Just as stark is the dissection of being a queer immigrant. Vietnamese culture is not kind to those part of the LGBTQ+ community, and in America in the late 1990's and early 2000's, that was also the case. The bullying Little Dog faces is disheartening but no less real, and the relationship with Trevor, although it has its sweet moments, faces that same treatment. Toxic masculinity has become such an integral part of American society that some boys and men are afraid that even being friends with a guy, much less in a relationship like how Little Dog and Trevor end up, appears "gay." It hurt to see Trevor believe he was horrible just because of his connection with Little Dog, and even with the love they shared, there was still some distance between them. It's reflective of the taboo nature queer relationships had around this period and still do in some parts of the country, even with some queer people out of those places. I'm glad Vuong included it, and even through the lit joints and lines and other drugs the two boys tried together, it didn't feel romanticized. Those decisions helped Little Dog grow and realize how much addiction can affect a world.

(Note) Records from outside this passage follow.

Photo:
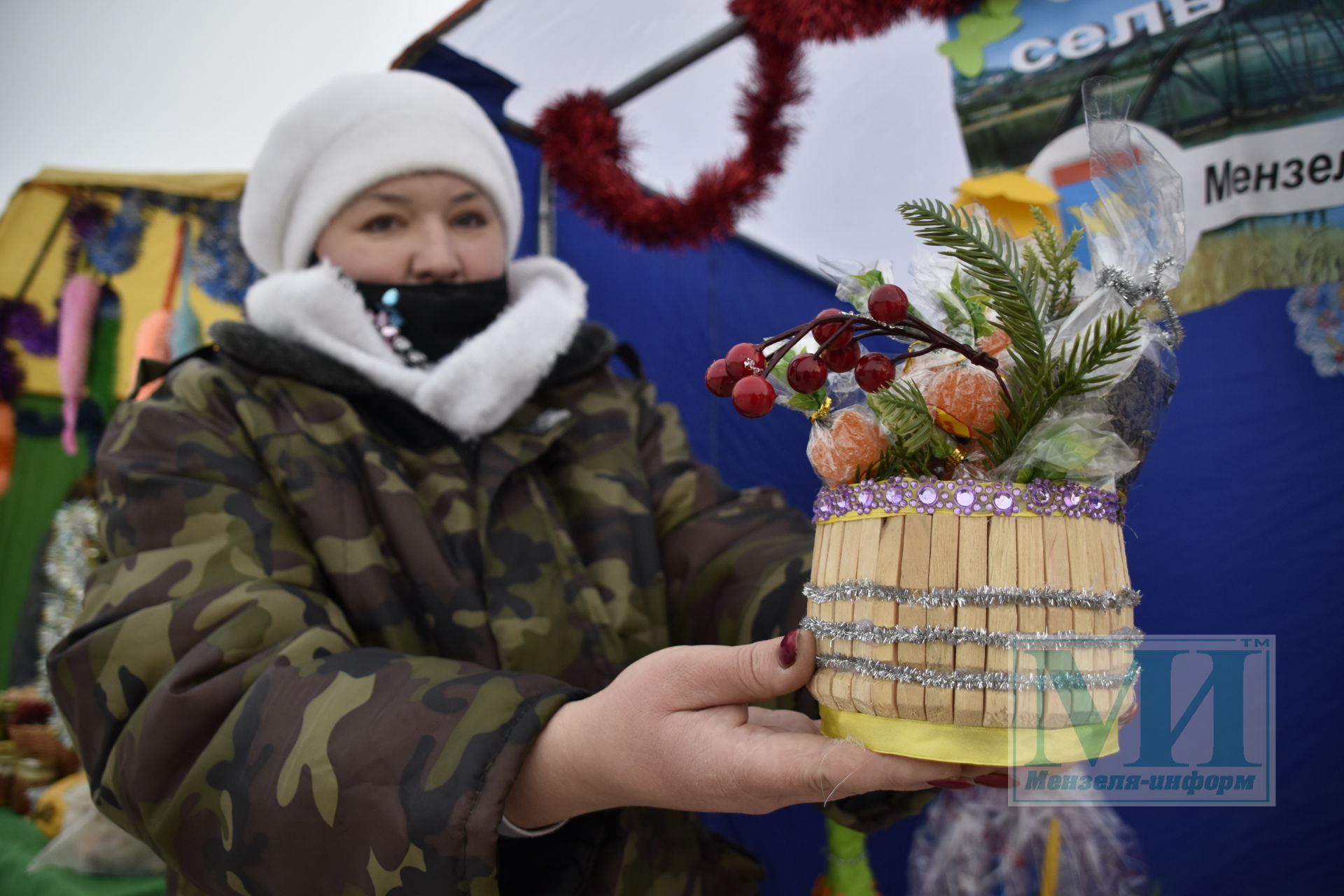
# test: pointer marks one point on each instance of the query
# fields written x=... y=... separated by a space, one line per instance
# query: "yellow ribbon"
x=968 y=745
x=1050 y=867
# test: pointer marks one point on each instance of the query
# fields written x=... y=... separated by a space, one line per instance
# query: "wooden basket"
x=882 y=533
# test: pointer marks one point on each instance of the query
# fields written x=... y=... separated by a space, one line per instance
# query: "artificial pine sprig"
x=1025 y=293
x=916 y=440
x=1058 y=264
x=991 y=255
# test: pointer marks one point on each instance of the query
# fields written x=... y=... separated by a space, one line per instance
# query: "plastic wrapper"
x=974 y=843
x=92 y=844
x=1136 y=229
x=1139 y=402
x=843 y=442
x=1082 y=448
x=855 y=281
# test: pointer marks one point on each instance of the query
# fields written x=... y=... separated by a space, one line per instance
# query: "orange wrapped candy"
x=968 y=396
x=843 y=442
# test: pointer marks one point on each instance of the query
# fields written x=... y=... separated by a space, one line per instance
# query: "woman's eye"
x=381 y=225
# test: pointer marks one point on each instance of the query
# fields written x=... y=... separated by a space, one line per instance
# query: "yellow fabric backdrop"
x=38 y=207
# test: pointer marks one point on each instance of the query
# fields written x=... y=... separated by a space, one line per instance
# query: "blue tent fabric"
x=1233 y=527
x=488 y=88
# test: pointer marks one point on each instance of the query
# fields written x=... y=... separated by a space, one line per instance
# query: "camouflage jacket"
x=327 y=630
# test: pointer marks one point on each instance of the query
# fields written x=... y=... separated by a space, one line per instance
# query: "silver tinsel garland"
x=967 y=680
x=983 y=597
x=869 y=633
x=1152 y=288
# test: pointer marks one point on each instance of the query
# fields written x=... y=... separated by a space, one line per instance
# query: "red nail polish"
x=790 y=649
x=997 y=780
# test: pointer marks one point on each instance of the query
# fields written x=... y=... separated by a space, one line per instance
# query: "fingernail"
x=997 y=780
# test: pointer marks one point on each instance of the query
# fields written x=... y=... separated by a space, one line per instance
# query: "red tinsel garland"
x=835 y=20
x=587 y=152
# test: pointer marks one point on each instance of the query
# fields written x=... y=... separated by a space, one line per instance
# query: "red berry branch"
x=742 y=372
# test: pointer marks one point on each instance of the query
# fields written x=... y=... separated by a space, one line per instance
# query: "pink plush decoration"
x=78 y=307
x=152 y=343
x=7 y=445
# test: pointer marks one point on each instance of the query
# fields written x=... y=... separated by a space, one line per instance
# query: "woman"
x=396 y=570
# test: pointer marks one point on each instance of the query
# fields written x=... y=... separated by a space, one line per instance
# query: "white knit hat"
x=354 y=133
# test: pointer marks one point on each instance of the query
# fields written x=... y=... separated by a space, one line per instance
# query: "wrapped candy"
x=844 y=444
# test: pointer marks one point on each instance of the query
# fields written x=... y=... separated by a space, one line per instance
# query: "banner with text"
x=1243 y=97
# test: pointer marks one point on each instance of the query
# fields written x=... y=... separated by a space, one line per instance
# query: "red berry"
x=753 y=397
x=806 y=374
x=889 y=304
x=874 y=371
x=718 y=381
x=841 y=360
x=745 y=359
x=824 y=331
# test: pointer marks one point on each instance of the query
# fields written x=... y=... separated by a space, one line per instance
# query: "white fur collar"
x=472 y=391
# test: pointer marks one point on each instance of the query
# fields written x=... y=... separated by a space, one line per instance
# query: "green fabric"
x=847 y=862
x=20 y=841
x=42 y=477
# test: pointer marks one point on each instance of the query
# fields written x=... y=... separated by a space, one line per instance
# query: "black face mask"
x=428 y=321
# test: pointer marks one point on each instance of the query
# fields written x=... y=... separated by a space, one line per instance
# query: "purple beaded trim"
x=965 y=498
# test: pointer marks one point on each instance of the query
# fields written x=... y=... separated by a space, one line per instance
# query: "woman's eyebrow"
x=397 y=199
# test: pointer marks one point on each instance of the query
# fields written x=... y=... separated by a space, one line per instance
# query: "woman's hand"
x=675 y=731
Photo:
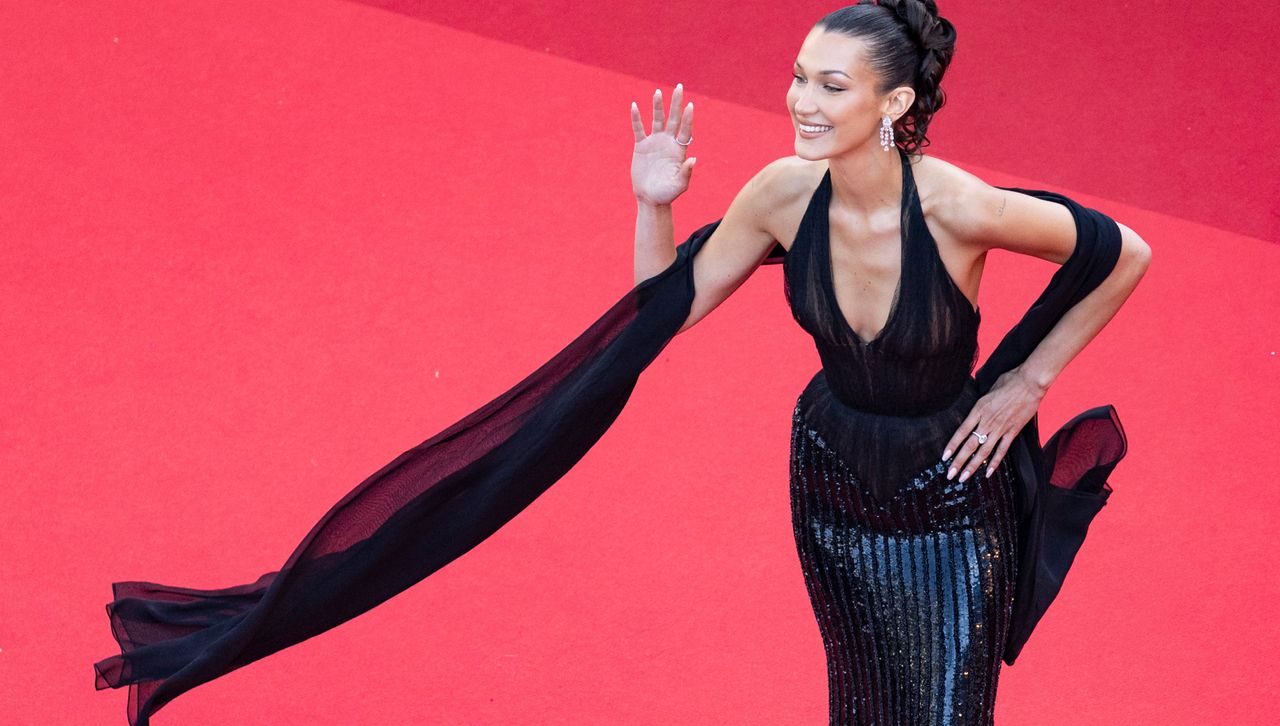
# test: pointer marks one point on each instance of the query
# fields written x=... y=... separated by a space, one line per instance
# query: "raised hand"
x=659 y=170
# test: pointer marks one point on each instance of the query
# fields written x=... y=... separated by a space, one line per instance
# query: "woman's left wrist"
x=1038 y=380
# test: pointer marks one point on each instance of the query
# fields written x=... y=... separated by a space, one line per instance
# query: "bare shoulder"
x=781 y=193
x=965 y=211
x=955 y=201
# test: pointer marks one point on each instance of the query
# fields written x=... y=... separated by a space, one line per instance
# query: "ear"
x=897 y=101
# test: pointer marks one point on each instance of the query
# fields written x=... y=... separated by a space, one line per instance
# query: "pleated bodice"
x=888 y=403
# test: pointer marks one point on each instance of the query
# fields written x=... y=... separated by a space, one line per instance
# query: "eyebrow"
x=827 y=72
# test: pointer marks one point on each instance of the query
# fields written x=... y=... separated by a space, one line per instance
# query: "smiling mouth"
x=808 y=128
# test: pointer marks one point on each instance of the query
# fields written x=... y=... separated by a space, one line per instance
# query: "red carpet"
x=280 y=243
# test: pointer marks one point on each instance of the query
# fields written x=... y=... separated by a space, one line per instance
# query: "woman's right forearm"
x=656 y=240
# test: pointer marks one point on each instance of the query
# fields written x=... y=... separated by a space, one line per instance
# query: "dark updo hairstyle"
x=908 y=45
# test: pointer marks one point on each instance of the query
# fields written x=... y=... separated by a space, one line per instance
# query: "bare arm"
x=736 y=247
x=997 y=218
x=656 y=240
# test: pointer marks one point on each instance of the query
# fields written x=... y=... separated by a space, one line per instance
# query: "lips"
x=812 y=129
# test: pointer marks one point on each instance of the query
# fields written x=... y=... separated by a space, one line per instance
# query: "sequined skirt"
x=913 y=596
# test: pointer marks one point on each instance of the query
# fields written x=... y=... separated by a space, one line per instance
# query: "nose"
x=804 y=104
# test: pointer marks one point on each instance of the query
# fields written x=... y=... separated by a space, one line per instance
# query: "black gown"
x=910 y=575
x=447 y=494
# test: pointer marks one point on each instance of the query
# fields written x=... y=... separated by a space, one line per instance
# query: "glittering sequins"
x=912 y=596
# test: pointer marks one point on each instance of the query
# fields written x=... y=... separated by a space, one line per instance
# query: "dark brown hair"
x=908 y=44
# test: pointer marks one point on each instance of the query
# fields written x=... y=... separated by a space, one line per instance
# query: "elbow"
x=1136 y=252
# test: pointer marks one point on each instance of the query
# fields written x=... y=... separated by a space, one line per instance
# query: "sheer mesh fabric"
x=891 y=402
x=447 y=494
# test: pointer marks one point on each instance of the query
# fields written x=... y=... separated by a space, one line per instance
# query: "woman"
x=909 y=571
x=903 y=501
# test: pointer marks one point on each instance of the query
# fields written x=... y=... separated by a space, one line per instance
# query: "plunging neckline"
x=830 y=274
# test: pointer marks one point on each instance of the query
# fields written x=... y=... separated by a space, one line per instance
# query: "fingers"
x=1005 y=442
x=673 y=115
x=636 y=124
x=961 y=433
x=972 y=456
x=685 y=131
x=657 y=112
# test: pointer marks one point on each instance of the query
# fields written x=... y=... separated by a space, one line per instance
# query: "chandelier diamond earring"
x=886 y=133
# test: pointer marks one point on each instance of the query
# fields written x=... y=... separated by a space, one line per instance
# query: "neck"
x=867 y=179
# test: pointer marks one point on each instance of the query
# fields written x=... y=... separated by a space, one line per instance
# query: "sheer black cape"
x=447 y=494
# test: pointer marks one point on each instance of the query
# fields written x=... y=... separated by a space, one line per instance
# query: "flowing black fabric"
x=440 y=498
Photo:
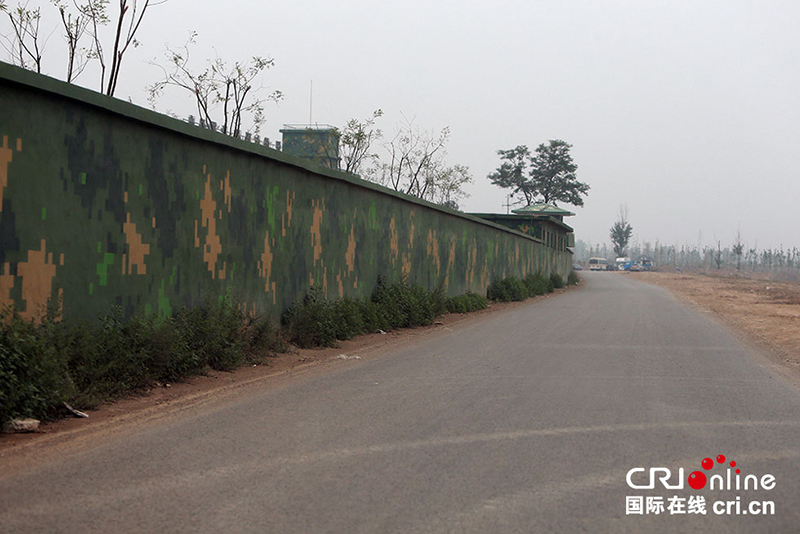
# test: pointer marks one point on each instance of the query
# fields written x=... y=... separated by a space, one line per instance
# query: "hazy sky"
x=688 y=112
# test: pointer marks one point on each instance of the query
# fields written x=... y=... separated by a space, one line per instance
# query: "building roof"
x=542 y=209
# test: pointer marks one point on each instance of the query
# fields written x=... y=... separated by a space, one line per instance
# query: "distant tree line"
x=734 y=256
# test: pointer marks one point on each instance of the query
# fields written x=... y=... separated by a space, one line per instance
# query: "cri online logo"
x=697 y=480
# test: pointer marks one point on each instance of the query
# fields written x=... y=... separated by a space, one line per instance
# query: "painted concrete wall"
x=104 y=203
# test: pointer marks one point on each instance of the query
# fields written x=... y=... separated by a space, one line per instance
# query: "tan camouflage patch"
x=265 y=264
x=350 y=255
x=393 y=240
x=213 y=244
x=6 y=284
x=137 y=249
x=433 y=250
x=316 y=228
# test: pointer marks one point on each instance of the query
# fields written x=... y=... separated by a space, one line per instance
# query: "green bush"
x=557 y=280
x=33 y=377
x=466 y=303
x=87 y=363
x=312 y=321
x=507 y=290
x=348 y=317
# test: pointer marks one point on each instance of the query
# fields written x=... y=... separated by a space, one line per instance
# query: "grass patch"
x=44 y=365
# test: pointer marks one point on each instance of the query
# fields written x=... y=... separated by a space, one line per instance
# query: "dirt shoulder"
x=764 y=312
x=164 y=402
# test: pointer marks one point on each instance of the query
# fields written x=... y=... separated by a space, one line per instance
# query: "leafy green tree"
x=621 y=232
x=549 y=175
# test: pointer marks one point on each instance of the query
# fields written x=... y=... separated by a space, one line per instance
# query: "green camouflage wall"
x=104 y=203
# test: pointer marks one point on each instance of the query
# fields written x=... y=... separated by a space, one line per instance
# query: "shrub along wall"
x=103 y=203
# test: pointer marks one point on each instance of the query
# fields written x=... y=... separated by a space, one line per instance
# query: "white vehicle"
x=598 y=264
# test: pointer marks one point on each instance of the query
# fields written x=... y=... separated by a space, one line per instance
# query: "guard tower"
x=315 y=142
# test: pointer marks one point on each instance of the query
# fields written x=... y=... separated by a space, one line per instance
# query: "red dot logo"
x=697 y=480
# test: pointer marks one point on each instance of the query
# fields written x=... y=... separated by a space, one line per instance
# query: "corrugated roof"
x=542 y=209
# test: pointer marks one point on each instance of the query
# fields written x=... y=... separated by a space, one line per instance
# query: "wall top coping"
x=46 y=84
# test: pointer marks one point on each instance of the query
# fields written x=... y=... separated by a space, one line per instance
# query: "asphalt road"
x=526 y=421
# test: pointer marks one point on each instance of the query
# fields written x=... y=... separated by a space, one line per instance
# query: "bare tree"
x=738 y=250
x=413 y=158
x=356 y=140
x=621 y=232
x=75 y=26
x=25 y=45
x=449 y=185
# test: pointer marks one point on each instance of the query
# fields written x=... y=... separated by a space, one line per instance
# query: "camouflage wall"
x=104 y=203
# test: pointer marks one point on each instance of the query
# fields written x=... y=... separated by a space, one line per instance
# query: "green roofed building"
x=315 y=142
x=542 y=221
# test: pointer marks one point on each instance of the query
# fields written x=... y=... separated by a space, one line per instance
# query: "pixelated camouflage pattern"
x=104 y=203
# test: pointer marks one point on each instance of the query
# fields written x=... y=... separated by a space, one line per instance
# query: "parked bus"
x=624 y=264
x=598 y=264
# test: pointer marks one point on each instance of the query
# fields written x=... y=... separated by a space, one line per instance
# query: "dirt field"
x=766 y=312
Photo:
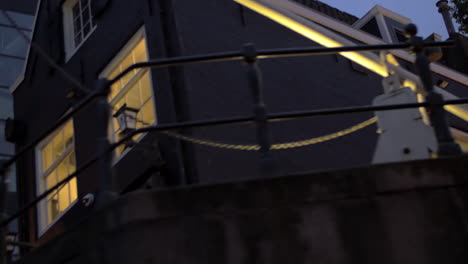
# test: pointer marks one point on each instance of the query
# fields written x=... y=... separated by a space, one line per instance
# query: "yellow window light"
x=313 y=35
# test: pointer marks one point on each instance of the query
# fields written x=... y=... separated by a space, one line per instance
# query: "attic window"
x=78 y=24
x=400 y=35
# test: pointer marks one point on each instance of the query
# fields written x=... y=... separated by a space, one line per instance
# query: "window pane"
x=85 y=15
x=10 y=69
x=57 y=145
x=71 y=163
x=145 y=86
x=51 y=180
x=22 y=20
x=47 y=157
x=140 y=51
x=64 y=198
x=125 y=64
x=62 y=170
x=76 y=10
x=147 y=113
x=86 y=29
x=53 y=208
x=133 y=97
x=77 y=27
x=78 y=39
x=68 y=135
x=12 y=43
x=73 y=190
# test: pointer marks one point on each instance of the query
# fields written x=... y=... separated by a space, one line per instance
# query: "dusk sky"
x=422 y=12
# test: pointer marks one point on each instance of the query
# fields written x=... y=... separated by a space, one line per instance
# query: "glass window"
x=22 y=21
x=12 y=43
x=10 y=69
x=133 y=90
x=56 y=161
x=78 y=23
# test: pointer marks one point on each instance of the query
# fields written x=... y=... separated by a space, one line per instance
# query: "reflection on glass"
x=58 y=159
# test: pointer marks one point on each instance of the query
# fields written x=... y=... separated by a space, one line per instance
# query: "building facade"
x=13 y=50
x=99 y=39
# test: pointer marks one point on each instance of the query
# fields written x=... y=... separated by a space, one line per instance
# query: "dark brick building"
x=95 y=39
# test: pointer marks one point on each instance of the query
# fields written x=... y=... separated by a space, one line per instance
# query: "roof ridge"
x=329 y=11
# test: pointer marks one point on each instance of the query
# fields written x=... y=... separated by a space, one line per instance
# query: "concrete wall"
x=396 y=213
x=184 y=27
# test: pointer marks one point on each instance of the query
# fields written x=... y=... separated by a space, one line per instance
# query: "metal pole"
x=3 y=213
x=105 y=194
x=444 y=9
x=437 y=115
x=260 y=114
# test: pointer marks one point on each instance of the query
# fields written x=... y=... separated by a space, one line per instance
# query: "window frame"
x=116 y=60
x=41 y=208
x=69 y=31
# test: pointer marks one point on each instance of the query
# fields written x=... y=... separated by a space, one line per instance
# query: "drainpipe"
x=444 y=9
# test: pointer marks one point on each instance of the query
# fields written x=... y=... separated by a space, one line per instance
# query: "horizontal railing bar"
x=270 y=54
x=202 y=123
x=214 y=57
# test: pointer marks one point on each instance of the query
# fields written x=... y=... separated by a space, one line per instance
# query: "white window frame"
x=41 y=208
x=69 y=31
x=140 y=34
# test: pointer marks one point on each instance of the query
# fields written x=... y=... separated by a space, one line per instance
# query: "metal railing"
x=260 y=117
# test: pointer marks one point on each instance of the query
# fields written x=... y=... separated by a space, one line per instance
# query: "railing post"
x=3 y=213
x=437 y=115
x=105 y=194
x=256 y=85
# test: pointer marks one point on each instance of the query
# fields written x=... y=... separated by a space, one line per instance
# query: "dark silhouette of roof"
x=329 y=11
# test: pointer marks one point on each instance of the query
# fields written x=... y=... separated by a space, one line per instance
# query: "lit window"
x=461 y=137
x=56 y=160
x=133 y=90
x=78 y=24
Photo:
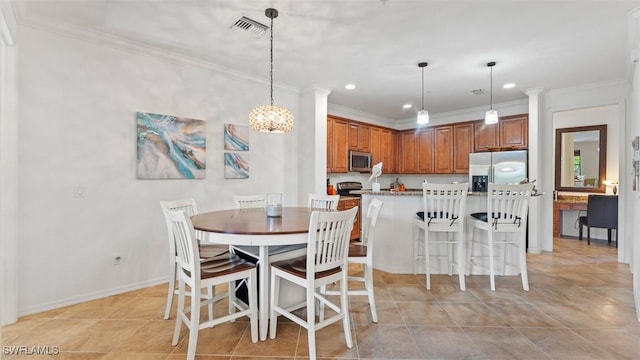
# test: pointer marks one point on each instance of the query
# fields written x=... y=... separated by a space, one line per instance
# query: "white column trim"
x=8 y=169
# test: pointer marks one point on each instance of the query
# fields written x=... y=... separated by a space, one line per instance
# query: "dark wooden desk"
x=568 y=204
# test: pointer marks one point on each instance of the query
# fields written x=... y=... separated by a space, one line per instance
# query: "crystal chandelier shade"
x=271 y=118
x=423 y=115
x=491 y=116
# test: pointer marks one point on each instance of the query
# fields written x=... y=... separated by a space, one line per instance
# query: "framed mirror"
x=581 y=158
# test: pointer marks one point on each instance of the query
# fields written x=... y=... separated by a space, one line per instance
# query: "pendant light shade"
x=271 y=118
x=491 y=116
x=423 y=115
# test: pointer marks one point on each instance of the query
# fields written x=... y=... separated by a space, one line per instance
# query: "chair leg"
x=461 y=259
x=172 y=288
x=252 y=285
x=368 y=281
x=194 y=326
x=416 y=248
x=523 y=264
x=580 y=231
x=492 y=279
x=275 y=294
x=179 y=313
x=426 y=257
x=311 y=321
x=211 y=292
x=344 y=305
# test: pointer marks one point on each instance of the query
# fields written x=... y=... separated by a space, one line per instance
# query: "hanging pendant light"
x=423 y=115
x=271 y=118
x=491 y=117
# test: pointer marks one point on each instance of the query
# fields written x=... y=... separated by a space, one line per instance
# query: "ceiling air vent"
x=250 y=26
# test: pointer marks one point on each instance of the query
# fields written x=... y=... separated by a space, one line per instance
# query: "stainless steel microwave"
x=359 y=161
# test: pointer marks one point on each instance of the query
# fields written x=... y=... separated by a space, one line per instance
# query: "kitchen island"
x=393 y=248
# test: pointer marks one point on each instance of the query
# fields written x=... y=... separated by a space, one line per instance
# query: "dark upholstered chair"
x=602 y=212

However, I didn't love this book. Part of that has to do with some moments that weirded me out while I was reading despite my understanding of why they were there. The rest...perhaps I did face that disconnection at parts that prevented me from fully loving this novel. Regardless, On Earth We're Briefly Gorgeous is a tour de force of a novel, one that sketches its own place among literary greats. Vuong's vivid characters, prose, and scope is truly impressive, and I can't wait to see where he goes from here.